There are $2$ cases to consider.

First, suppose that every set $\set {x_n: n > N}$ has a maximum.

If this is the case, we can find a sequence $n_r \in \N$ such that:

$\ds x_{n_1} = \max \set {x_n: n > 1}$
$\ds x_{n_2} = \max \set {x_n: n > n_1}$
$\ds x_{n_3} = \max \set {x_n: n > n_2}$

and so on.

From the method of construction, $n_1 < n_2 < n_3 < \cdots$, so at each stage we are taking the maximum of a subset of the previous set.

At each stage, the previous maximum has already been taken as the previous term in the sequence.

Thus, $\sequence {x_{n_r} }$ is a decreasing subsequence of $\sequence {x_n}$.

$\Box$

Second, suppose it is not true that every set $\set {x_n: n > N}$ has a maximum.

Then there will exist some $N_1$ such that $\set {x_n: n > N_1}$ has no maximum.

So it follows that, given some $x_m$ with $m > N_1$, we can find an $x_n$ following that $x_m$ such that $x_n > x_m$.

(Otherwise, the biggest of $x_{N_1 + 1}, \ldots, x_m$ would be a maximum for $\set {x_n: n > N_1}$.)

So, we define $x_{n_1} = x_{N_1 + 1}$.

Then $x_{n_2}$ can be the first term after $x_{n_1}$ such that $x_{n_2} > x_{n_1}$.

Then $x_{n_3}$ can be the first term after $x_{n_2}$ such that $x_{n_3} > x_{n_2}$.

And so on.

Thus we get an increasing subsequence of $\sequence {x_n}$.

$\Box$

There exist only these two possibilities.

From each one we get a subsequence that is monotone:

one is decreasing
one is increasing.

We can of course choose instead to investigate whether every set $\set {x_n: n > N}$ has a minimum.
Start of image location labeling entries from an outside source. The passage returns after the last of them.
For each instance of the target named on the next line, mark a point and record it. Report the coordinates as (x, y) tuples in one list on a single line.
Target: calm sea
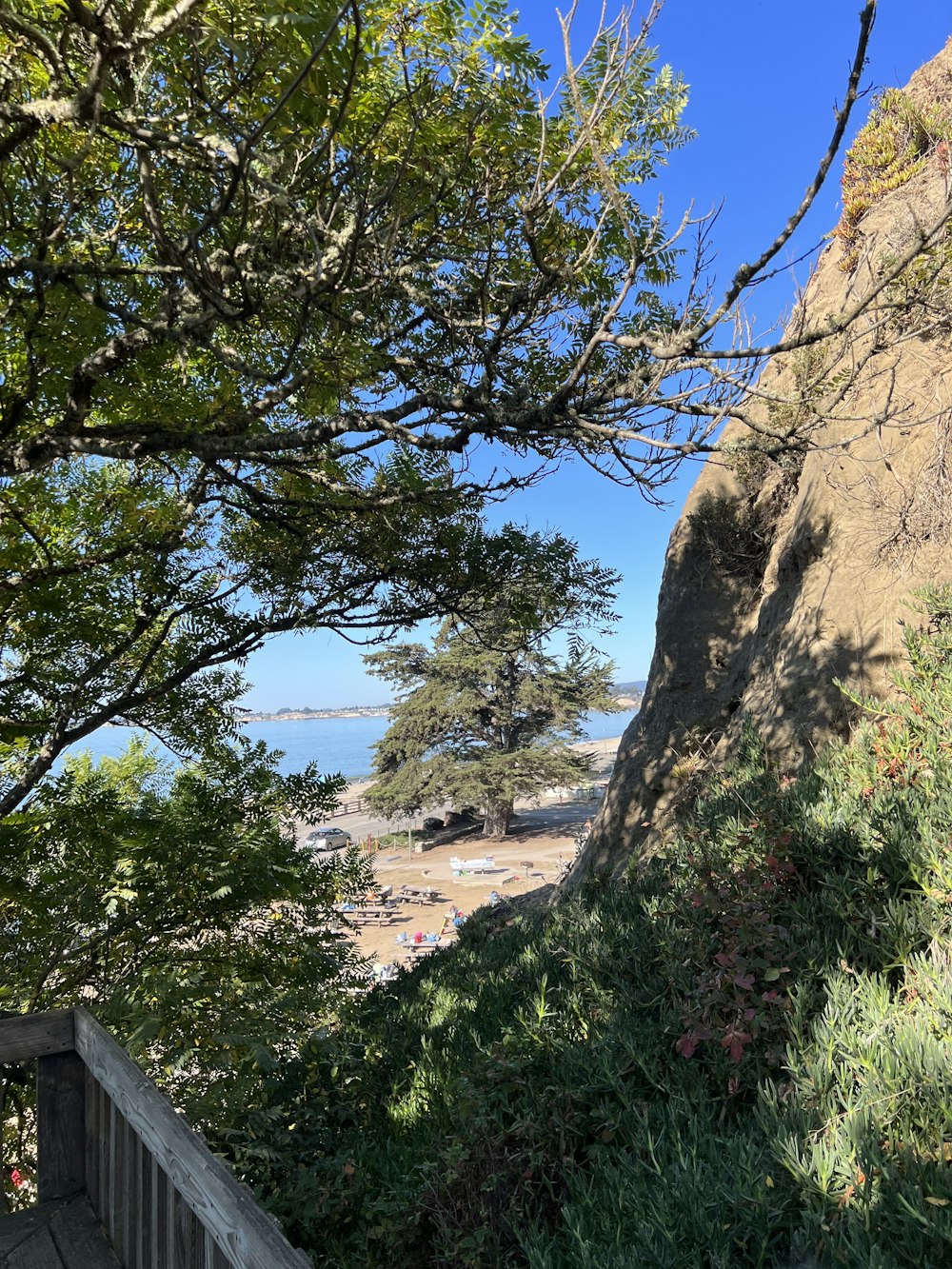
[(335, 744)]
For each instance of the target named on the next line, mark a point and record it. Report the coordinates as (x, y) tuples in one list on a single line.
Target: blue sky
[(764, 77)]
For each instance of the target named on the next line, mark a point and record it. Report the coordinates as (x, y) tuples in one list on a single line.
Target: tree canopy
[(489, 713), (267, 271)]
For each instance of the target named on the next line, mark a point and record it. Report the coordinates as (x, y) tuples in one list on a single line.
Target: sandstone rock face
[(784, 574)]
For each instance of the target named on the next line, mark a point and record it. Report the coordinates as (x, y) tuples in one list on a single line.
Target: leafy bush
[(731, 536), (885, 155)]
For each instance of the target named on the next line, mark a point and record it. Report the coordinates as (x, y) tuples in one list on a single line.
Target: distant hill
[(635, 688)]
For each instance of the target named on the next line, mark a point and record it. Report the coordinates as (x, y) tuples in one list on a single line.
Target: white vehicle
[(486, 863), (327, 839)]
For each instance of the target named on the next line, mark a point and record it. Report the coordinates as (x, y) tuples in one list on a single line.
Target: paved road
[(552, 816)]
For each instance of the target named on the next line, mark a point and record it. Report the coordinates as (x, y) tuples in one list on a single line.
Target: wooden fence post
[(61, 1126)]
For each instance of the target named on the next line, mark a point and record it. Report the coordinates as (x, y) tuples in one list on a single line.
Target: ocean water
[(335, 744)]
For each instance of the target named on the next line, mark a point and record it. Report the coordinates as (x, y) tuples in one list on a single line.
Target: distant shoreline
[(304, 715), (623, 702)]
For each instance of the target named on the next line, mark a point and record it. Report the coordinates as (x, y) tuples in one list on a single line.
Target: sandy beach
[(543, 838)]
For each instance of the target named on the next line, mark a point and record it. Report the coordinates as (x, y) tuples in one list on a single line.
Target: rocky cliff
[(791, 568)]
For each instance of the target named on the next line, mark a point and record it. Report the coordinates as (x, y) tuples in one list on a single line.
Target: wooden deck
[(114, 1157), (64, 1235)]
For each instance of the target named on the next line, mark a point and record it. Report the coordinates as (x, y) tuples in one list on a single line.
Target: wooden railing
[(103, 1130), (354, 807)]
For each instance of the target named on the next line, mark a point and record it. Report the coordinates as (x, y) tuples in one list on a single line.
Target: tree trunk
[(495, 823)]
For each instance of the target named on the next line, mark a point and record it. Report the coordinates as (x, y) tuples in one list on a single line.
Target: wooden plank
[(27, 1036), (249, 1238), (101, 1202), (61, 1126), (189, 1238), (120, 1188), (15, 1227), (147, 1176), (93, 1130), (160, 1219), (37, 1253), (80, 1239)]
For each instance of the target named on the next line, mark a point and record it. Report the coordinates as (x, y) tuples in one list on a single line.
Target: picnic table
[(367, 914), (486, 863), (419, 894)]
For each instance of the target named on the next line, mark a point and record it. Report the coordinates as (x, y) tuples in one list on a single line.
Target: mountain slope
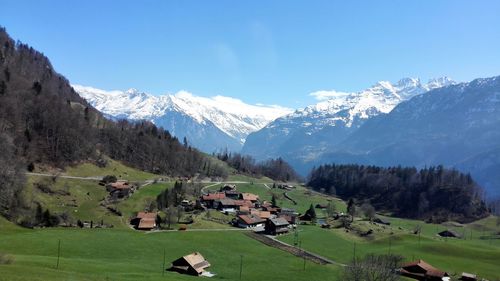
[(456, 126), (306, 134), (209, 124)]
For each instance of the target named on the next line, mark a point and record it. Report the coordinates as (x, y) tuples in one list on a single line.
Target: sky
[(262, 52)]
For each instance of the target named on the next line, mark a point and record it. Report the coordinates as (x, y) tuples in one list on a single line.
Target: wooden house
[(468, 277), (275, 226), (249, 221), (449, 233), (420, 270), (192, 264)]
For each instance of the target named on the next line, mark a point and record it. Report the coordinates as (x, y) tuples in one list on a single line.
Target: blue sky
[(271, 52)]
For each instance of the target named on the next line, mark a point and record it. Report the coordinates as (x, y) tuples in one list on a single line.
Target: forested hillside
[(43, 121), (435, 193)]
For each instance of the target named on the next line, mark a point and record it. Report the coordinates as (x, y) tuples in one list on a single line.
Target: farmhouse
[(246, 221), (449, 233), (420, 270), (144, 221), (382, 221), (277, 226), (208, 199), (119, 189), (192, 264), (249, 197)]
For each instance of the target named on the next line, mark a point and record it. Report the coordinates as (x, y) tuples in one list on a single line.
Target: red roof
[(214, 196), (249, 197)]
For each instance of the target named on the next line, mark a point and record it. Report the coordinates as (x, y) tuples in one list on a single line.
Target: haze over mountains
[(404, 123), (210, 124)]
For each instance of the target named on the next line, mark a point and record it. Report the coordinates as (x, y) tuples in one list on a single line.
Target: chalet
[(192, 264), (381, 221), (468, 277), (227, 205), (420, 270), (144, 221), (277, 226), (233, 194), (208, 199), (290, 218), (261, 214), (228, 187), (247, 221), (449, 233), (249, 197)]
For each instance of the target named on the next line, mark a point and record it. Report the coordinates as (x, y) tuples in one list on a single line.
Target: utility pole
[(163, 267), (58, 253), (241, 265)]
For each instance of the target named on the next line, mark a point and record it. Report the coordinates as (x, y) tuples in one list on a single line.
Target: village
[(265, 218)]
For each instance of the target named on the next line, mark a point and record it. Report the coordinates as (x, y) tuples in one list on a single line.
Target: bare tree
[(373, 268)]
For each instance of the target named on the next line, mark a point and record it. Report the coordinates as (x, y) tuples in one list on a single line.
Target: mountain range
[(209, 124), (407, 123)]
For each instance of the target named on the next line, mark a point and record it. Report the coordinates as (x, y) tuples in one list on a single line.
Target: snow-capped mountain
[(308, 132), (209, 124), (455, 126)]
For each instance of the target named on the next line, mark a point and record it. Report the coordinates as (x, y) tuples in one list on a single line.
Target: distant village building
[(249, 221), (119, 189), (468, 277), (381, 221), (420, 270), (192, 264), (449, 233), (275, 226), (144, 221)]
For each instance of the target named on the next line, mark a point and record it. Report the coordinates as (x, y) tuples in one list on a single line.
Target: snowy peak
[(380, 98), (231, 116)]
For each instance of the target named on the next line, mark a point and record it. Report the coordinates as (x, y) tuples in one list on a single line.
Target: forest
[(434, 194), (276, 169)]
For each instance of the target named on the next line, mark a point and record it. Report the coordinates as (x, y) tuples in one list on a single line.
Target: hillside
[(210, 124), (454, 126), (304, 135)]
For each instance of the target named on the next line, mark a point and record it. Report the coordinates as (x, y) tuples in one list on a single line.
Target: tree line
[(44, 121), (276, 169), (434, 193)]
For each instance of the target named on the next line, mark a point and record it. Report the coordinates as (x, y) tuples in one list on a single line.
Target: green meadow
[(121, 254)]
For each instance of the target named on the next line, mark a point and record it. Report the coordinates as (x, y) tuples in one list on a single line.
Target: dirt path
[(272, 242)]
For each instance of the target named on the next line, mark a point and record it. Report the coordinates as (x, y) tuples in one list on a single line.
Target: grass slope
[(111, 254)]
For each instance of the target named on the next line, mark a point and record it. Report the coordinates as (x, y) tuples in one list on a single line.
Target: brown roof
[(120, 185), (147, 223), (244, 208), (251, 219), (146, 215), (249, 196), (260, 214), (429, 269), (214, 196)]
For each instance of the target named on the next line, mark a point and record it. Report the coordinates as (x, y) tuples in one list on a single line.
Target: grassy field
[(478, 255), (113, 167), (113, 254)]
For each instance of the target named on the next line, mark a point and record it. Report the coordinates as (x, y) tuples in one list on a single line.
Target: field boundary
[(272, 242)]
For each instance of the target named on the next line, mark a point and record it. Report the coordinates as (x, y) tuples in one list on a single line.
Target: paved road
[(64, 177)]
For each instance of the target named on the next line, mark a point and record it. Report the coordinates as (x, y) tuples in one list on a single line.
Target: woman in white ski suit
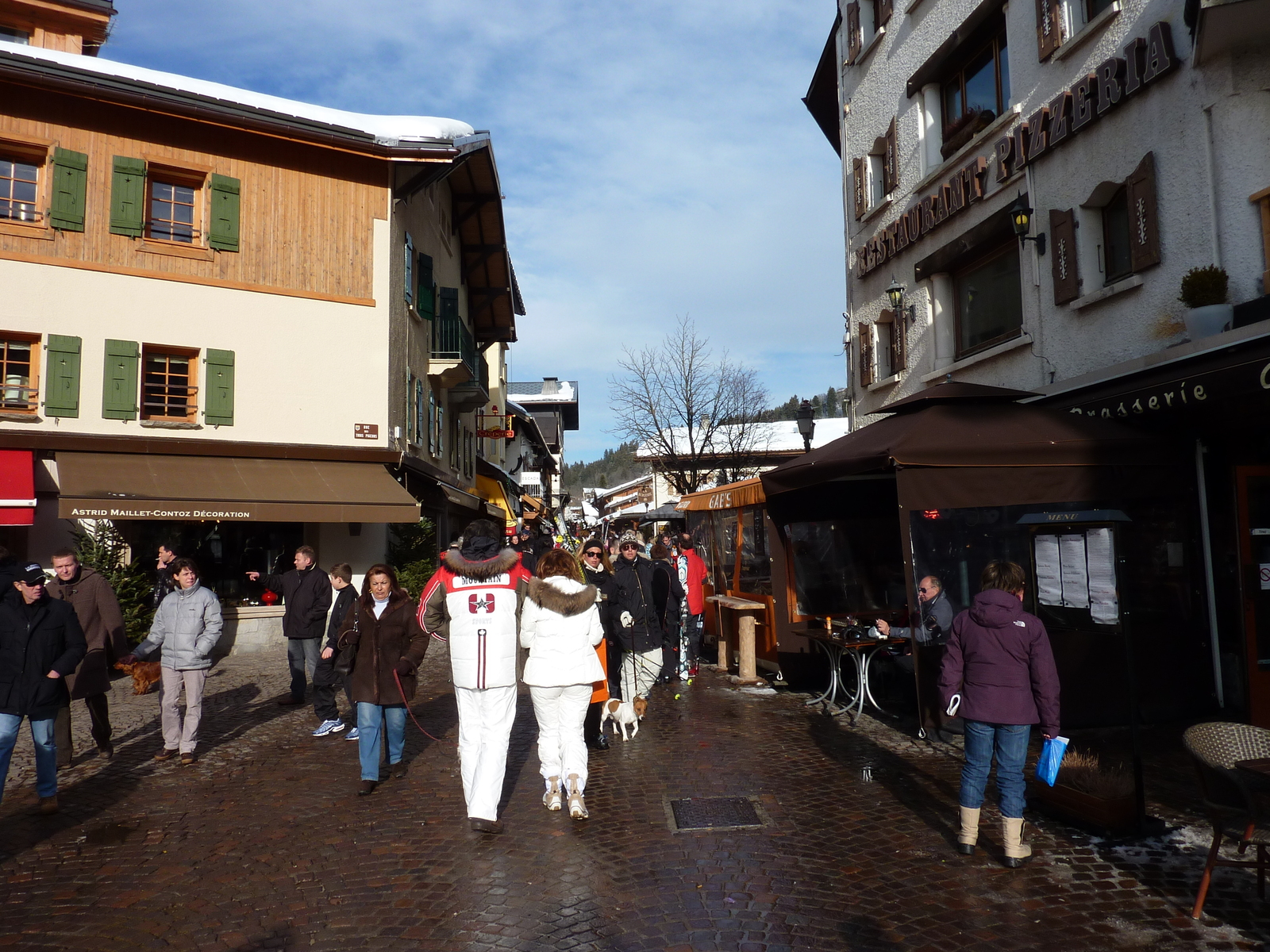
[(560, 628)]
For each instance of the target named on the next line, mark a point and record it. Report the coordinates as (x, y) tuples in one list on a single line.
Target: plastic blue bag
[(1051, 759)]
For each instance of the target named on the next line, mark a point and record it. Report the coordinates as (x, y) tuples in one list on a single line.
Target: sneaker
[(328, 727)]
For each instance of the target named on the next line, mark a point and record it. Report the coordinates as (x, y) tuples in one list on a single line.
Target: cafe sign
[(1070, 113)]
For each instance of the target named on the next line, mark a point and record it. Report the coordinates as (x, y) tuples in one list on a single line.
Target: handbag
[(347, 657)]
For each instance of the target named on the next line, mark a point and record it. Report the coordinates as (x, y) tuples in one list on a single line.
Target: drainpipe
[(1214, 238), (1208, 573)]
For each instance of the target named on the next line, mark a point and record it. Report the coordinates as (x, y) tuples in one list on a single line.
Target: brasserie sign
[(1070, 113)]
The same conclusion will be reached.

$\blacksquare$

## Proof 2

A coastal town in Spain has an infinite row of hotels along a road leading down to the beach.

The tourist bureau which rates these hotels has a special designation for any hotel having a view of the sea.

Any hotel which is at least as tall as the rest of the hotels on the road to the sea receives this view-rating.

Starting with the hotel farthest from the sea, let $x_1, x_2, \ldots$ denote the heights of the hotels as we travel along the road to the beach.

One possibility is that an infinite number of hotels are view-rated.

In this case the heights of these hotels form a decreasing (i.e. nonincreasing) subsequence of the original sequence of heights.

The other possibility is that only a finite number of hotels are view-rated.

In this case we can obtain an increasing subsequence as follows.

Walk along the road to the beach past all the view-rated hotels.

Let $n_1$ be the index of the next hotel.

Since it does not have a view of the sea, there is a taller hotel nearer the shore which blocks the view.

Let $n_2$ be the index of that taller hotel.

Since it is not view-rated, it does not have a view of the sea.

Thus there must be an even taller hotel nearer the shore which blocks the view.

In this way we generate a list of indices $n_1 < n_2 < n_3 \cdots$ of taller and taller hotels.

This gives an increasing subsequence $x_{n_1}, x_{n_2}, x_{n_3}, \ldots$ of the original sequence.

$\blacksquare$

## Also known as

This result is also known as the Spanish hotel theorem, as is apparent from proof 2.